Sommerzeit, Badezeit: kennen Ihre Nachbarn das Risiko?

18.07.2014 Sommertage wie man sie sich wünscht,  die Ferienzeit vor der Tür. Bestes Wetter, um Planschbecken, Pool oder Teich aufzufüllen. Beete und Rasen müssen gewässert werden.

Kennen auch Ihre Nachbarn das mögliche Risiko, das von durch das Tanklager verseuchtem Grundwasser ausgehen kann?

Bitte weisen Sie Ihre Mitmenschen darauf hin, daß die Nutzung des Grundwassers – auch ausserhalb der behördlichen Warnbereiche – mit Risiken verbunden sein kann. Insbesondere Kinder müssen hier geschützt werden!

Nur eine aktuelle Wasseranalyse, die insbesondere auf BTEX und MTBE untersucht, kann Sicherheit bieten. Die Probenpakete der letzten durch die Bürgerinitiative durchgeführten Analysereihe können hier entsprechende Hinweise geben.

Die unbedenkliche Wasserprobe der Nachbarn, die u.U. aus einer anderen Tiefe und damit vielleicht aus einer anderen Wasserschicht fördert ist kein Garant dafür, dass auch das eigene Brunnenwasser schadstofffrei ist!

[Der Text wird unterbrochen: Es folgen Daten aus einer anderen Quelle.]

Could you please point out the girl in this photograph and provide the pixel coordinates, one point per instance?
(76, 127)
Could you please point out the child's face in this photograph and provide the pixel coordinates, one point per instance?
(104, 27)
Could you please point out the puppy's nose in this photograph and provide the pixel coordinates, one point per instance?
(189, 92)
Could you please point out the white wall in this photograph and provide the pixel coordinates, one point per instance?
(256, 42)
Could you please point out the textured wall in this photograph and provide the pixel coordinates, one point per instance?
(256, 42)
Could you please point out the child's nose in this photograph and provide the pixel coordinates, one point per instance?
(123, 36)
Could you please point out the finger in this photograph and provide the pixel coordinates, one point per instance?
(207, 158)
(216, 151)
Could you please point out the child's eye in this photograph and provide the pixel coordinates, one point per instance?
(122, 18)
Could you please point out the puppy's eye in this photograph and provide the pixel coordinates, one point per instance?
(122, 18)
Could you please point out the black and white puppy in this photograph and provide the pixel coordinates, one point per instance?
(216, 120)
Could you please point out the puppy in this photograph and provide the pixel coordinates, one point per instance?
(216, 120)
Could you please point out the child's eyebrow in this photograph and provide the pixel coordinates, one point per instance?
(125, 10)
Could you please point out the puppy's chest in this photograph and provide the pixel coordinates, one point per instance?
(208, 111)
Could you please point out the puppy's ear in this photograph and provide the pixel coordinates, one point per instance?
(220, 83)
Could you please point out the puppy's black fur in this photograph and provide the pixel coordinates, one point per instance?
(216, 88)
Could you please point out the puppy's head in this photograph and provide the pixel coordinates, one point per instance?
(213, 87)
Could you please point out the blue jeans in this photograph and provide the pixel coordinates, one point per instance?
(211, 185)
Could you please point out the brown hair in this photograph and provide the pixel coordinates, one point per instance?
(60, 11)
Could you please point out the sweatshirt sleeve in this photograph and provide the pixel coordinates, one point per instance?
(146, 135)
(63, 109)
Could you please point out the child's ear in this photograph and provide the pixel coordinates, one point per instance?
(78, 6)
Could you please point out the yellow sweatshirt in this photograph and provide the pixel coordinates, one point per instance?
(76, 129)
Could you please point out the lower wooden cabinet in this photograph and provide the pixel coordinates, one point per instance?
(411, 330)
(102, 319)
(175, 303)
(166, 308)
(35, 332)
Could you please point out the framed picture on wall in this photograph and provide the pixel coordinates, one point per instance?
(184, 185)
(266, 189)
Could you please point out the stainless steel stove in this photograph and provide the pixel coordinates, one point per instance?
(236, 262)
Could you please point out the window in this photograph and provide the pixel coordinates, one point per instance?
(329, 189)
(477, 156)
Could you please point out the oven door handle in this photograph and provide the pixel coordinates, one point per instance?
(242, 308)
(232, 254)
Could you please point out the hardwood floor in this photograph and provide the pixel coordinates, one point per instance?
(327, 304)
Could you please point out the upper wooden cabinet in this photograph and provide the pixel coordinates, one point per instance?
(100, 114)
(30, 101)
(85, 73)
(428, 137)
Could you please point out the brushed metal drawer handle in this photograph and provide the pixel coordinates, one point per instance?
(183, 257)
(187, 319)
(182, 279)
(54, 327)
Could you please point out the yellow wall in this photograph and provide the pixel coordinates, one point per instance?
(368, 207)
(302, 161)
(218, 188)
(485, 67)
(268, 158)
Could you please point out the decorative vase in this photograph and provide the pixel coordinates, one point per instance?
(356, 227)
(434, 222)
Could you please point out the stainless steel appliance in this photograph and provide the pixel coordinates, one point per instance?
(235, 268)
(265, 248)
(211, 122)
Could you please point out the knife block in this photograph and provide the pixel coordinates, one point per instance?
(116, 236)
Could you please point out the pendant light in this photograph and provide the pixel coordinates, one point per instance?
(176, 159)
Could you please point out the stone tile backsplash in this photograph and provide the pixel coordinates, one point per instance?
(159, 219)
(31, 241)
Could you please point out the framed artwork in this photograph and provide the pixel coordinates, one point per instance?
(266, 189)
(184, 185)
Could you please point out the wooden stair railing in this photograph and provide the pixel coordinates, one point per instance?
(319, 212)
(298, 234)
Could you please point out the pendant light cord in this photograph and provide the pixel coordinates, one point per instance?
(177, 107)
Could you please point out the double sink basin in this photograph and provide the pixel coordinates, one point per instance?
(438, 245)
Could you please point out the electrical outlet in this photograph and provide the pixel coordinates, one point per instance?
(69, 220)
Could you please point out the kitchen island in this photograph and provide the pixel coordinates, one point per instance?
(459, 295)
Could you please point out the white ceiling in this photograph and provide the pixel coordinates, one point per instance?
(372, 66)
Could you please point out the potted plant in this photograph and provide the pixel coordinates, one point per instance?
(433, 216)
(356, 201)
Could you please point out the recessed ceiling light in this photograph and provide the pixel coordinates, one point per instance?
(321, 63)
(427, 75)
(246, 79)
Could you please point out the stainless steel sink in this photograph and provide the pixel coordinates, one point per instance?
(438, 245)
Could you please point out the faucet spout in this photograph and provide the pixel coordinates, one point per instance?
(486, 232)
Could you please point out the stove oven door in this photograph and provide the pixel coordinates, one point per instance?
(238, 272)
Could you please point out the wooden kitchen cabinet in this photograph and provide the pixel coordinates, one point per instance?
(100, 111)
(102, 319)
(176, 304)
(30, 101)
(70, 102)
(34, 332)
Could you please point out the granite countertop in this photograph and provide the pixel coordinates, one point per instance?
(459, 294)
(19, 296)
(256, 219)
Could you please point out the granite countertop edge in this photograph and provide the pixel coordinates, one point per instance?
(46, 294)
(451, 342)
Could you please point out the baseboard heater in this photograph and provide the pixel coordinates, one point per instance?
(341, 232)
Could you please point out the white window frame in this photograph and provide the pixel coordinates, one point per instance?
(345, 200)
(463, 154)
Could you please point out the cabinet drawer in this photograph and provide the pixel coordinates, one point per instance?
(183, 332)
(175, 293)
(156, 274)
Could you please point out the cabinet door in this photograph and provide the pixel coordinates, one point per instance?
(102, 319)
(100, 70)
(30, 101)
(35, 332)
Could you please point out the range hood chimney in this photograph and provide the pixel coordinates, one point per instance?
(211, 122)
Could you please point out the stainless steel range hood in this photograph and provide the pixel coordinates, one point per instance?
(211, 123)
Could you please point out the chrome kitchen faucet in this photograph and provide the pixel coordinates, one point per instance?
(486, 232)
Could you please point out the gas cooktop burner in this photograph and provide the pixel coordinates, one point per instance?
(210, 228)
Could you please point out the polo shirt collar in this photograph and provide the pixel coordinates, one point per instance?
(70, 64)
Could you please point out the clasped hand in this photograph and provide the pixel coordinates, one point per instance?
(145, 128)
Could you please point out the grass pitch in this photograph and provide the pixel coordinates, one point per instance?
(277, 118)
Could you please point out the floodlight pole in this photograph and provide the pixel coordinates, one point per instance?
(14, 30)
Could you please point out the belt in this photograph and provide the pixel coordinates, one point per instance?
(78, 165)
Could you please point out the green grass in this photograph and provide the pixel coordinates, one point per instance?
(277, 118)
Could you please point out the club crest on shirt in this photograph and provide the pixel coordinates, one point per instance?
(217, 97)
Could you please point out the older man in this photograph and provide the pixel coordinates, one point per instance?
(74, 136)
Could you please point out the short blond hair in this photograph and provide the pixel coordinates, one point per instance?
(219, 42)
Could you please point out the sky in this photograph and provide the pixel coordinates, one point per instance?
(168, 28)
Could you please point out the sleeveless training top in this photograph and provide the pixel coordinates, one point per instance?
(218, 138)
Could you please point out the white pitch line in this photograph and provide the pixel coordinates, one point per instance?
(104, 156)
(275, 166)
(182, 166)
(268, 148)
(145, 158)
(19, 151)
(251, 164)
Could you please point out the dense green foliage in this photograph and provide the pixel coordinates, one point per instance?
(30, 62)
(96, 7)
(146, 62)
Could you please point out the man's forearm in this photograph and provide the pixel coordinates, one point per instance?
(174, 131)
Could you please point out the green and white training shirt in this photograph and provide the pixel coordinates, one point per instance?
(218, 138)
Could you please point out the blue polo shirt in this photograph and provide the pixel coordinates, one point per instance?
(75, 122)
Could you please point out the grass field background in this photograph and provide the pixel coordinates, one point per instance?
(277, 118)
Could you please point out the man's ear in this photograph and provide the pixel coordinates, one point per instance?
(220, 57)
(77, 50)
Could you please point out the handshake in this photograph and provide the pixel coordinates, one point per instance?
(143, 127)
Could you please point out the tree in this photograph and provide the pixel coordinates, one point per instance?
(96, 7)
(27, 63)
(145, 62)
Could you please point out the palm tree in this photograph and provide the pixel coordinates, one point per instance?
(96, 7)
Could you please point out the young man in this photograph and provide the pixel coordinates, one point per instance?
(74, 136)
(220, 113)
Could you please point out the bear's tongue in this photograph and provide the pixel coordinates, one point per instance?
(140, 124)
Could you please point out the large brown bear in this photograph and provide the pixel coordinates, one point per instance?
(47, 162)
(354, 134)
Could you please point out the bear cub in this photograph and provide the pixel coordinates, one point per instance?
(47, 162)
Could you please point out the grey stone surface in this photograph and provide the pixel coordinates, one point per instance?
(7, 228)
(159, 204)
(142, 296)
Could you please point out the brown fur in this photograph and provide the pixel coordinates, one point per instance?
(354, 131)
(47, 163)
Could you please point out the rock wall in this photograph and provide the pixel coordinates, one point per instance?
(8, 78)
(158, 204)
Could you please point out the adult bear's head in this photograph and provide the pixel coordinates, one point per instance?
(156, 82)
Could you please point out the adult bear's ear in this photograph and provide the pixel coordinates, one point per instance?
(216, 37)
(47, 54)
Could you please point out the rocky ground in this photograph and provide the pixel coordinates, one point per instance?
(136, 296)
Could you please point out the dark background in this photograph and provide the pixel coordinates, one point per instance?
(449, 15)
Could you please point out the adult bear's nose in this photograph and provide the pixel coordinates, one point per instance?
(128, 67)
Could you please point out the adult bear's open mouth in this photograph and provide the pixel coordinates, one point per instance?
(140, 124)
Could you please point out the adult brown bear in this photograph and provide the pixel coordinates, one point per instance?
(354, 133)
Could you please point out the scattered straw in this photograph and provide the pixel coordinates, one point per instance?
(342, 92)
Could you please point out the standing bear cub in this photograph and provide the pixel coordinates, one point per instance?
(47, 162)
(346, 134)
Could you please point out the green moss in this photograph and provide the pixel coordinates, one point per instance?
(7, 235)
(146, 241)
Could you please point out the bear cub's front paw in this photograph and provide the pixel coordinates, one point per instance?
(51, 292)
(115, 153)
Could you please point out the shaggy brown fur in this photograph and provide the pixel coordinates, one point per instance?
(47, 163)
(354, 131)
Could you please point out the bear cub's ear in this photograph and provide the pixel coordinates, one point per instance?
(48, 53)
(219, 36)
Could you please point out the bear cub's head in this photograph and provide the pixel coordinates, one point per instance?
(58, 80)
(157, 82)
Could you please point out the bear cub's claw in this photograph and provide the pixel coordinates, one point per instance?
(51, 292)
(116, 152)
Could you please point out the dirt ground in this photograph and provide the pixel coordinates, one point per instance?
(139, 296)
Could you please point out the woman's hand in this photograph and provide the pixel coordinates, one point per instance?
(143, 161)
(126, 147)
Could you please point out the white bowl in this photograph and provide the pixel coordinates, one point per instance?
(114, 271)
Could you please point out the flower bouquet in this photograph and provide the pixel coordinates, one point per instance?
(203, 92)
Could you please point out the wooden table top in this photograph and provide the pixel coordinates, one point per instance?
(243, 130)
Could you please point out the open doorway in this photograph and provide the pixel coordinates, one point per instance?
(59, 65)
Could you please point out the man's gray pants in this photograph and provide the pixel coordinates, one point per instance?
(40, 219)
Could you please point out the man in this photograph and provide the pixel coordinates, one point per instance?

Auch geruchtsfreies Wasser kann gesundheitsschädliche Anteile von BTEX und MTBE enthalten. Nutzen sie es im Zweifelsfalle auch nicht zum Wagenwaschen oder Rasensprengen, da Aerosole (feinste Wassertröpfen in der Luft) diese Stoffe verteilen und damit die schädigende Wirkung transportieren.

In diesem Sinne wünscht Ihnen allen die Bürgerinitiative unbeschwerten Sommerspaß!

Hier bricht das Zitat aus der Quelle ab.